Regards échangés: Entrequatreyeux à Come and See
Regards échangés: Entrequatreyeux à Come and See
L’été est maintenant bien amorcé à DHC/ART Éducation et c'est l'occasion pour nous de collaborer à nouveau avec le camp de photographie Entrequatreyeux. La visite des jeunes campeurs dans l’exposition Come and See de Jake et Dinos Chapman constitue un beau moment pour réfléchir à diverses notions fondamentales en philosophie et en art contemporain. Le caractère ouvert, expérimental et ambigu de l’art des Chapman est élaboré dès le départ, invitant ainsi chaque jeune à exprimer sa perspective unique sur les œuvres. Les bannières World Peace Through World Domination (2013), où l’on retrouve le célèbre ‘bonhomme sourire’, cette fois blanc (livide) sur fond noir, nous amènent à explorer la part d’ombre derrière les smileys de Walmart, des Happy Meals et des émoticônes. On peut aussi y voir un regard lucide et sans pitié sur le Culte du bonheur qui règne sur nos sociétés occidentales.
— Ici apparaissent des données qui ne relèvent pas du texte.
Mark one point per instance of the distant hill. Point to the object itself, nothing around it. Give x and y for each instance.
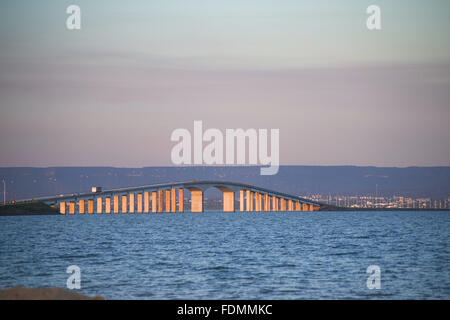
(416, 182)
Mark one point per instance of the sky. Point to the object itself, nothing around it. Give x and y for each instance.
(111, 93)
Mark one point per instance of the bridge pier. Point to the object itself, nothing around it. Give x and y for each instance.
(173, 201)
(282, 204)
(90, 206)
(228, 200)
(72, 207)
(132, 203)
(81, 208)
(196, 200)
(116, 204)
(62, 207)
(290, 205)
(139, 203)
(146, 202)
(99, 205)
(180, 200)
(124, 204)
(108, 205)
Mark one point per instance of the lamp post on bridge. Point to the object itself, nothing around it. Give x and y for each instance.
(4, 191)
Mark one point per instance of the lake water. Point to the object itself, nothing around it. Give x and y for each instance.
(214, 255)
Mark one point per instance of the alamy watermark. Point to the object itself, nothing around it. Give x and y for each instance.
(216, 152)
(74, 280)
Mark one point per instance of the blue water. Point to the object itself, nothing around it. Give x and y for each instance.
(213, 255)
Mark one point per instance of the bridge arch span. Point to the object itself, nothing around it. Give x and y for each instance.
(169, 197)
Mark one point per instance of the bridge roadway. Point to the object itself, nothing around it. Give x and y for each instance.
(169, 197)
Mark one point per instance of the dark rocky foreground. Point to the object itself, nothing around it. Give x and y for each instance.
(27, 209)
(20, 293)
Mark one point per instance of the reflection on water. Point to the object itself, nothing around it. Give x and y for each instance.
(217, 255)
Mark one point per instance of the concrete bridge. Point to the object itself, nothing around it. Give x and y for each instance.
(170, 197)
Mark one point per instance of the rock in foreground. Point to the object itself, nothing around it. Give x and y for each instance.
(20, 293)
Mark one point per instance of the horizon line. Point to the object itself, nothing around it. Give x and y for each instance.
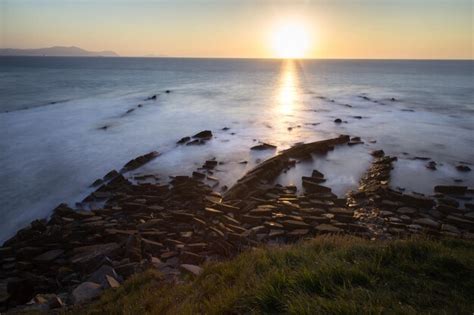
(248, 58)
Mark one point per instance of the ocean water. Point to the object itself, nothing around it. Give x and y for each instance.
(52, 109)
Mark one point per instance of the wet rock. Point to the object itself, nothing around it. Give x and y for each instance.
(51, 301)
(49, 256)
(191, 258)
(449, 228)
(328, 229)
(20, 290)
(86, 292)
(101, 276)
(457, 190)
(111, 175)
(431, 165)
(406, 210)
(97, 182)
(463, 168)
(133, 248)
(378, 153)
(140, 161)
(183, 140)
(210, 164)
(294, 224)
(312, 187)
(317, 174)
(205, 135)
(263, 146)
(427, 222)
(111, 282)
(87, 257)
(192, 269)
(199, 175)
(196, 142)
Crédit photo: Marie Vallières
Entrequatreyeux
Les œuvres Free Willy (2012) et Kontamination examination of the significunt material related to human eXistenZ on earth (2009) permettent une réflexion sur l’appropriation et l’assemblage, concepts majeurs en art contemporain. On inscrit alors les oeuvres des Chapman dans l'histoire de l'art en discutant de la façon dont les artistes Dada et surréalistes, au début du XXe siècle, ont refusé les techniques académiques de sculpture pour oser créer des sculptures à partir d'assemblages d’objets trouvés, objets du quotidien non destinés à constituer une matière artistique. La notion de provocation est aussi partout dans l’exposition: non seulement via les symboles tabous qui sont appropriés puis détournés par Jake et Dinos Chapman (tel que le symbole du Ku Klux Klan qui s’incarne via des mannequins à l'échelle humaine dangereusement à proximité des visiteurs dans l'espace d'exposition), mais aussi via le caractère non fini, indéterminé et apparemment bricolé de plusieurs objets et par l'entremise des stratégies esthétiques de saturation, de prolifération et de transgression adoptées par les artistes.
Les peintures de la série Idiotidyll (2013) proposent un autre type d'appropriation. Fascinés par la culture visuelle des cahiers à colorier et des images 'reliez les points, faites un dessin', les frères Chapman refusent, bien sûr, de suivre les règles de ces jeux. Par toutes sortes de gestes de fragmentations, de superpositions et de destructions, les artistes transforment ces images préformattées pour leur conférer une tonalité beaucoup plus sombre et pour les rendre plus complexes et énigmatiques, où il est difficile de cerner exactement ce qu'on a sous les yeux. Aussi, par cette nouvelle imagerie, nous sommes transportés à l'origine des contes pour enfants, époque où ceux-ci étaient beaucoup plus noirs et monstrueux que les contes de notre époque contemporaine, appropriations édulcorées de Walt Disney.
La série The Chapman Family Collection donne à voir des sculptures supposément collectionnées par la famille élargie des Chapman durant plusieurs décennies et issues des anciennes colonies africaines de la Grande-Bretagne. Toutefois, le visiteur réalise rapidement que cette histoire est fictive car on devine, au 2e regard, que ces objets qui évoquent un style africain portent aussi la marque de symboles de McDonald. On comprend ainsi que ces objets sont créés de toutes pièces par les artistes. Ces oeuvres soulèvent alors de nouvelles questions sur une autre forme d'appropriation, négative cette fois-ci, qui a marqué l'époque coloniale: celle des artistes modernes, au début du XXe siècle, de l'art africain qu'ils qualifiaient de 'primitif' et celle des musées occidentaux qui ont pillé massivement la culture matérielle des peuples colonisés pour la conserver et l'exposer selon la perspective du colonisateur, sans aucun égard pour son contexte d'origine.
Crédit photo: Marie Vallières
Entrequatreyeux
Après la visite, les jeunes campeurs participent à un atelier de création conçu de façon collaborative entre les éducateurs d'Entrequatreyeux et ceux de DHC/ART. Lors de cet atelier, les jeunes explorent à nouveau les notions d'appropriation, d'assemblage et de provocation, via cette fois-ci un collage élaboré sur un portrait plein pied d'eux-mêmes. Ils feuillettent, choisissent, découpent, assemblent et collent toutes sortes de fragments tirés de notre culture visuelle actuelle, explorée dans de multiples revues, et greffent ceux-ci à l'image de leur propre corps. Ils découvrent ainsi qu'il est possible pour eux d'adopter une perspective subversive et critique sur notre paysage visuel contemporain via des manipulations ludiques d'assemblages photographiques.